Où s’arrête l’école et où commence ce qu’on pourrait appeler le « hors de l’école » ? Il n’est pas si facile de répondre à cette question, pas plus en termes de pratiques ou de lieux qu’en termes de contenus apportés aux enfants. Notre tout nouveau dossier essaye de tracer des contours, parfois un peu flous, entre l’école et le « non scolaire ». Voici ce qu’en disent les coordonnateurs dudit dossier.

Baptiste Besse-Patin et Aurélie Zwang

Peut-on tracer une frontière entre l’école et le « non scolaire » ?

Comme le montrent les contributions du dossier, l’existence de la frontière est tangible par les usages récurrents du qualificatif scolaire par les enseignants et enseignantes comme les autres professionnels et professionnelles de l’éducation, qu’elle soit prise dans un sens matériel à travers les murs de l’école, ou symbolique.

Par contre, il apparait bien plus difficile de tracer cette frontière de manière précise pour délimiter ce qui relèverait du territoire propre de l’école, en tant qu’institution, sur lequel elle dispose de l’autorité pour intervenir avec les modalités qu’elle juge nécessaire parce qu’elle dispose d’un mandat reconnu. En effet, et comme toute frontière, elle est sujette à débats, à des oppositions franches, à des volontés de la renforcer, de l’étendre à de nouveaux territoires ou de la restreindre et d’en réduire la surface… Ces débats réguliers sont nécessaires comme ils touchent au fond à l’essence de l’école : ce qu’elle est et son rôle dans la société.
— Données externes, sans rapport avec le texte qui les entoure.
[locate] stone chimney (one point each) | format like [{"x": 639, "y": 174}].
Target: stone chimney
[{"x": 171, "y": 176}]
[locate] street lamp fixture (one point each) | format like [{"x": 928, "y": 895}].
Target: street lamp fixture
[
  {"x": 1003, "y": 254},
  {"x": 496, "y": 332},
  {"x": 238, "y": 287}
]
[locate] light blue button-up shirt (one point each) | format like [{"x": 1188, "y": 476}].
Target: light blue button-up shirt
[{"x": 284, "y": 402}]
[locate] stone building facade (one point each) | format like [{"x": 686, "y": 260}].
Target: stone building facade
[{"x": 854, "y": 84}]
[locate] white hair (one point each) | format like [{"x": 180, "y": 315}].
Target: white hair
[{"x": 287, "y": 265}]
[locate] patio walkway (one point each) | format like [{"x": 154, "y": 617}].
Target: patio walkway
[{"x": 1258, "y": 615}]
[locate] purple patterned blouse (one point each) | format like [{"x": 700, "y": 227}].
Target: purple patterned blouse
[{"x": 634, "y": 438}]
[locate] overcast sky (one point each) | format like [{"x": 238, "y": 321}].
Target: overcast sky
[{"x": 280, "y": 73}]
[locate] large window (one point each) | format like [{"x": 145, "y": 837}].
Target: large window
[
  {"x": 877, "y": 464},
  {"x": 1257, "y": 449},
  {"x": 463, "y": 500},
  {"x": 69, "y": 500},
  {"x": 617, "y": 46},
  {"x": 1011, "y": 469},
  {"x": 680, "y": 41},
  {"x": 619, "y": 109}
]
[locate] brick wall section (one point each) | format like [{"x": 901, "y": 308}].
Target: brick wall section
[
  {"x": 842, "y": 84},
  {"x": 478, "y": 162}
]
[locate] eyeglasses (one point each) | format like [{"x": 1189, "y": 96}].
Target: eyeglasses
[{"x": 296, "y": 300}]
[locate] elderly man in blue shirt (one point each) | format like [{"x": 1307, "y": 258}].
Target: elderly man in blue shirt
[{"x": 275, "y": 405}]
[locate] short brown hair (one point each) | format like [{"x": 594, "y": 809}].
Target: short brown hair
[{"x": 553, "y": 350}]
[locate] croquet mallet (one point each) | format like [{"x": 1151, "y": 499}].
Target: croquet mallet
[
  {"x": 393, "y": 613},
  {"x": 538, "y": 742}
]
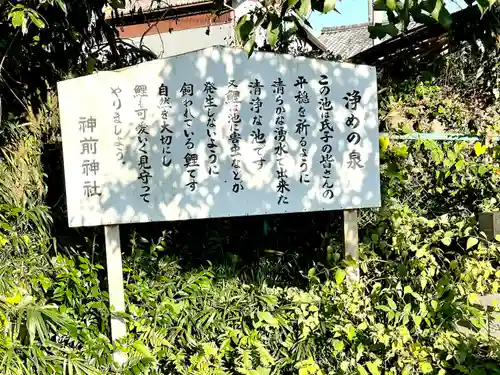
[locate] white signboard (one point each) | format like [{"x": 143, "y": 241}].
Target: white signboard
[{"x": 214, "y": 133}]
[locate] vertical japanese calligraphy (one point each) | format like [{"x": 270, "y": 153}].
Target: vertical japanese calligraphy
[
  {"x": 90, "y": 163},
  {"x": 281, "y": 148},
  {"x": 258, "y": 136},
  {"x": 165, "y": 131},
  {"x": 210, "y": 105},
  {"x": 191, "y": 158},
  {"x": 117, "y": 123},
  {"x": 301, "y": 98},
  {"x": 215, "y": 133},
  {"x": 142, "y": 129},
  {"x": 352, "y": 99},
  {"x": 326, "y": 129},
  {"x": 234, "y": 119}
]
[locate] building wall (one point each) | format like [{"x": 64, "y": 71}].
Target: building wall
[{"x": 185, "y": 34}]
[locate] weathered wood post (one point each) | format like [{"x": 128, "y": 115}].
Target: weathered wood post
[
  {"x": 115, "y": 286},
  {"x": 351, "y": 241}
]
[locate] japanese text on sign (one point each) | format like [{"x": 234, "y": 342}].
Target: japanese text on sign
[{"x": 213, "y": 133}]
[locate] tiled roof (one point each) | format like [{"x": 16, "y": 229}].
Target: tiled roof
[
  {"x": 349, "y": 40},
  {"x": 346, "y": 41},
  {"x": 146, "y": 6}
]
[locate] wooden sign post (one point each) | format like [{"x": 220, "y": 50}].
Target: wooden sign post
[
  {"x": 351, "y": 241},
  {"x": 115, "y": 286}
]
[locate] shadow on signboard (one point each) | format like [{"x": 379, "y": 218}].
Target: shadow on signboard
[{"x": 317, "y": 171}]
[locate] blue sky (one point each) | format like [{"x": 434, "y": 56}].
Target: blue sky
[{"x": 353, "y": 11}]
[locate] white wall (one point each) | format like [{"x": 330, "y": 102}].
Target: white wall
[{"x": 182, "y": 41}]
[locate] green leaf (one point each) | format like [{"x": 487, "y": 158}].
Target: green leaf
[
  {"x": 362, "y": 370},
  {"x": 35, "y": 18},
  {"x": 250, "y": 45},
  {"x": 384, "y": 143},
  {"x": 391, "y": 4},
  {"x": 267, "y": 317},
  {"x": 15, "y": 299},
  {"x": 391, "y": 303},
  {"x": 441, "y": 14},
  {"x": 244, "y": 28},
  {"x": 305, "y": 8},
  {"x": 17, "y": 18},
  {"x": 383, "y": 308},
  {"x": 339, "y": 276},
  {"x": 62, "y": 5},
  {"x": 351, "y": 332},
  {"x": 483, "y": 5},
  {"x": 141, "y": 348},
  {"x": 273, "y": 30},
  {"x": 329, "y": 5},
  {"x": 472, "y": 298},
  {"x": 118, "y": 4},
  {"x": 479, "y": 149},
  {"x": 382, "y": 30},
  {"x": 472, "y": 241},
  {"x": 426, "y": 367},
  {"x": 373, "y": 367},
  {"x": 446, "y": 241},
  {"x": 90, "y": 64}
]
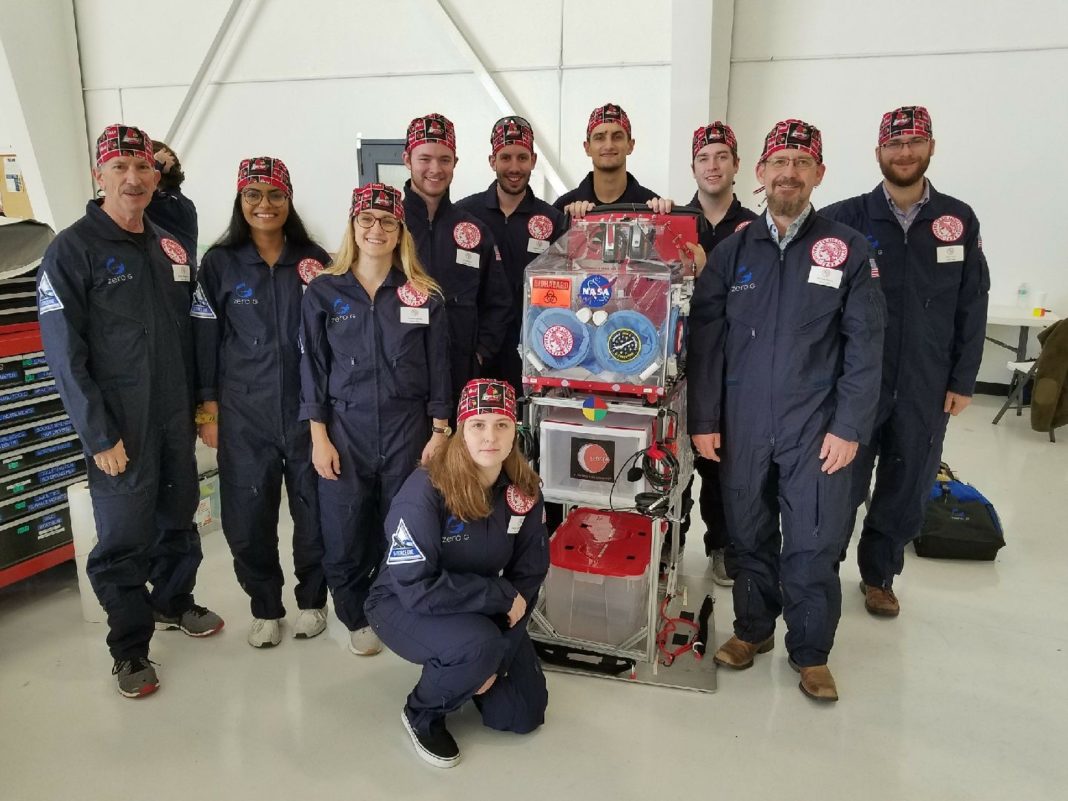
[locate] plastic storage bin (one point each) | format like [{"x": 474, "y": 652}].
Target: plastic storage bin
[{"x": 598, "y": 584}]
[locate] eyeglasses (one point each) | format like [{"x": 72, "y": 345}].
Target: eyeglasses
[
  {"x": 254, "y": 197},
  {"x": 897, "y": 144},
  {"x": 367, "y": 220},
  {"x": 801, "y": 162}
]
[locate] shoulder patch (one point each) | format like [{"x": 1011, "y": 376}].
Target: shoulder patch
[
  {"x": 201, "y": 309},
  {"x": 403, "y": 548},
  {"x": 47, "y": 299}
]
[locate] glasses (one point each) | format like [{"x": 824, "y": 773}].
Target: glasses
[
  {"x": 254, "y": 197},
  {"x": 367, "y": 220},
  {"x": 898, "y": 144},
  {"x": 801, "y": 162}
]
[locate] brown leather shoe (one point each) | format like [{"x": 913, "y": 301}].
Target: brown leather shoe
[
  {"x": 816, "y": 681},
  {"x": 738, "y": 655},
  {"x": 880, "y": 601}
]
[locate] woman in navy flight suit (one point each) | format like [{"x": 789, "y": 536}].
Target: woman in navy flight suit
[
  {"x": 246, "y": 324},
  {"x": 374, "y": 374},
  {"x": 467, "y": 556}
]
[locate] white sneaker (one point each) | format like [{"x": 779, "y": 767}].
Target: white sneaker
[
  {"x": 265, "y": 633},
  {"x": 720, "y": 569},
  {"x": 310, "y": 623},
  {"x": 364, "y": 642}
]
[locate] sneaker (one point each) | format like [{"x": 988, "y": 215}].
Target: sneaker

Le programme scolaire est un exemple concret. Il y a quelques années, le dispositif des ABCD de l’égalité avait suscité de nombreuses réactions conservatrices au moment de la loi du mariage pour tous et, encore aujourd’hui, la place de l’éducation affective et sexuelle ne rencontre pas l’unanimité. Au début du XXe siècle étaient diffusées des pratiques d’hygiène aux enfants pour se laver les dents ou les mains régulièrement alors que, dans les années 1950, un enseignement ménager (couture, entretien) visait à former uniquement les femmes au travail domestique. Aujourd’hui, on peut questionner, par exemple, le fait que l’éducation à l’entrepreunariat semble devoir être assurée par l’école au même titre que l’éducation à la citoyenneté.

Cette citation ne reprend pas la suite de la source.